Biologically Inspired Computer Vision
Biologically oriented computer vision is an interdisciplinary field of research that tries to implement findings from cognitive science and neurobiology in computer vision algorithms.
How do deep neural networks represent visual knowledge?
Deep networks develop powerful representations of the visual input, but how can we visualize and understand such intermediate representations?
How can we interact with a vision system?
How can visual knowledge be made available for the training of adaptive vision systems? How can a vision system best communicate its output? How can we interactively insert functional elements, such as joints, into 3D-models obtained from real objects?
Computer vision has experienced a boost in recent years. Many tasks that have appeared unsolvable a decade ago now have become tractable, such as face recognition and person detection in real world scenes. Applications like the recognition of traffic signs and road markings are even ready for the market.
However, vision systems still suffer from fundamental limitations. Applications are highly task-specific because they lack a generally applicable representation of visual knowledge. Further, acquisition of visual knowledge requires tremendous effort since images need to be labeled manually as training samples. And last, but not least, 3D-analysis of scenes is still difficult.

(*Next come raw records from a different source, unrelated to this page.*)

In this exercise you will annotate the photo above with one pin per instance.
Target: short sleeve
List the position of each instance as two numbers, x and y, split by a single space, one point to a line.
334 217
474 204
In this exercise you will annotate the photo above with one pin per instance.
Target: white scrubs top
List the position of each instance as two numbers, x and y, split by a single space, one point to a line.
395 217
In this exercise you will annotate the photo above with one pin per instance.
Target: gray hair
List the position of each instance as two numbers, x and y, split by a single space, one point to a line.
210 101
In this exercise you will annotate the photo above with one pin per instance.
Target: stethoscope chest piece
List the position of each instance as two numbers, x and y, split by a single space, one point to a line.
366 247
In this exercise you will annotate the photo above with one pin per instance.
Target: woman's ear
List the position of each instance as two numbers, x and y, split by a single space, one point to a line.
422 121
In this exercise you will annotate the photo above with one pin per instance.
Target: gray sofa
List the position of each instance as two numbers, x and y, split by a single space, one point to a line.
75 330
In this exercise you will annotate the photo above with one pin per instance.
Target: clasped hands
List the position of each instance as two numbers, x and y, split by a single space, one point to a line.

Biologically inspired computer vision tries to overcome these limitations. Three new directions of research appear most promising. Firstly, deep neural networks have been surprisingly successful at solving vision tasks. This is achieved by forming suitable intermediate representations, but the functional principles are still unclear. Secondly, vision systems require improved user interaction, both in training and application. Humans need advanced interaction to tell the system about tasks, and the system should communicate its output in an understandable form. Thirdly, the acquisition of 3D-models has become feasible. The ultimate goal is to obtain models of such quality that a 3D-printout looks exactly like the original object, and to supply functional additions, such as flexible joints, by user interaction.